Unica eccezione, l’abbigliamento equosolidale. Per principio, i capi che si trovano in bottega mi piacciono a prescindere, quindi la trafila è molto più semplice! Di alcuni poi mi innamoro perdutamente, e quando con gli anni iniziano a logorarsi, è una sofferenza.

Con questi pantaloni in particolare sono stata sfortunata:

Comprati subito prima della gravidanza, hanno avuto vita breve, nel senso che sono riuscita a starci dentro giusto tre o quattro volte, e per lo più a fatica. Logica conseguenza:

 

il tessuto in prossimità della cucitura sulla pancia si è usurato e sfaldato, decisamente uno spettacolo poco bello.

Per fortuna, come sempre prima di indossarli avevo duvuto farci l’orlo (e quando dico “avevo dovuto”, intendo ovviamente che l’orlo l’aveva fatto mia mamma! 😀 ) e toglierci circa quindici cm. Quindici preziosissimi centimetri di stoffa che naturalmente erano nel mio cassetto dei ritagli, perché, come sempre, non si sa mai!

Mai l’istinto di accumulatrice fu più provvidenziale: avevo il materiale perfetto per cercare di recuperare i miei amati pantaloni.
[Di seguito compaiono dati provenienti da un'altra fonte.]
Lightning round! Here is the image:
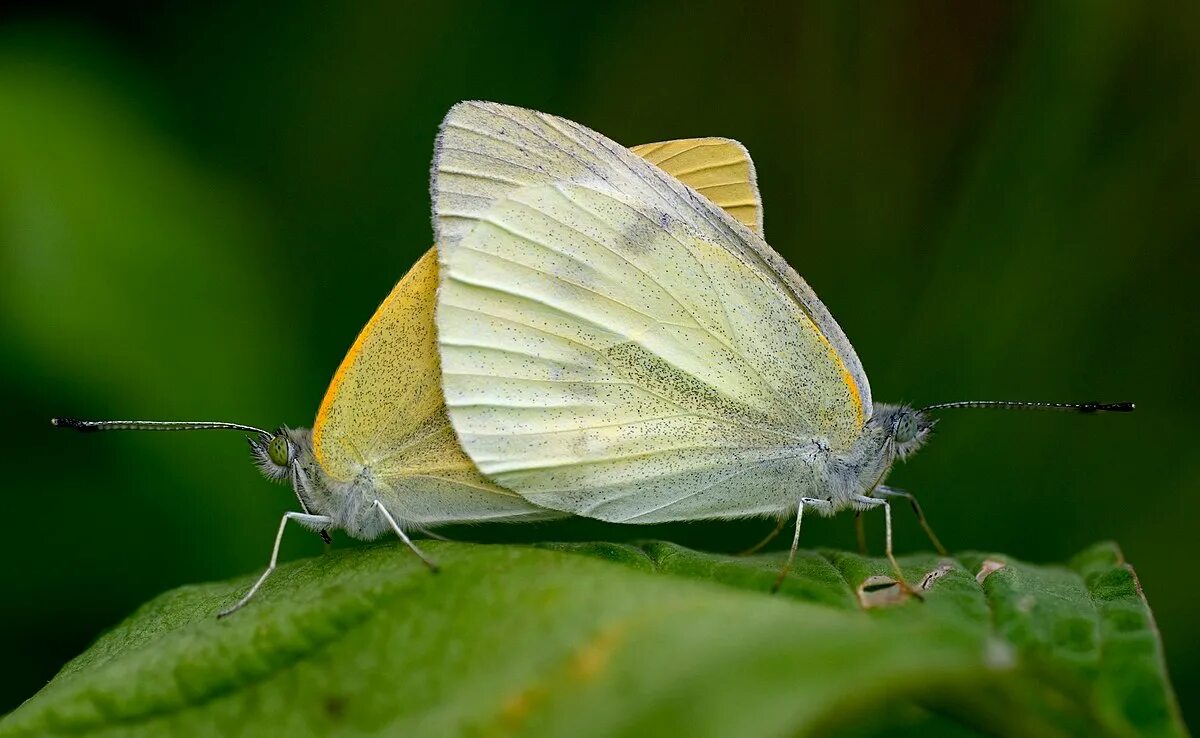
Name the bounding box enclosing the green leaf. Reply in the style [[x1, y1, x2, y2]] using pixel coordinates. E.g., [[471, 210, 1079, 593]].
[[0, 541, 1187, 737]]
Dopo breve meditazione ho deciso di creare una fascia in vita, sul davanti (all’inizio pensavo a una specie fusciacca che arrivasse anche dietro, ma quando l’ho imbastita mi sembrava un grembiule…), e il risultato è stato questo:

 

Probabilmente poteva venire un lavoro più pulito di così, non sono un drago con l’abbigliamento, ma la cosa fondamentale è che per un po’ posso continuare a indossarli e sono molto contenta di averli salvati, almeno temporaneamente!

Pantaloncini n°2

Un’influenza malefica mi ha bloccato, ma finalmente eccomi di ritorno per mostrarvi il secondo paio di pantaloncini, che hanno seguito a ruota quelli rockettoni.

Sono molto meno belli, ma finalmente hanno dato un senso a tutte le vecchie camicie di mio marito che accumulavo da un po’, certa che prima o poi sarebbero servite! Usando lo stesso cartamodello ne ho massacrata una che proprio non sopportavo, e ne sono venuti fuori dei calzoncini passabili, almeno per stare in casa!

Ora sto cercando di ricavare il cartamodello da un altro paio di pantaloncini, a tre quarti questa volta. C’è una bella camicia blu che è rovinata solo su polsini e collo, potrebbe essere il materiale giusto per il “salto di qualità”, dei pantaloncini abbastanza presentabili da essere indossati anche in pubblico! 😉 Dopo la solita trasferta nonnesca però. A presto!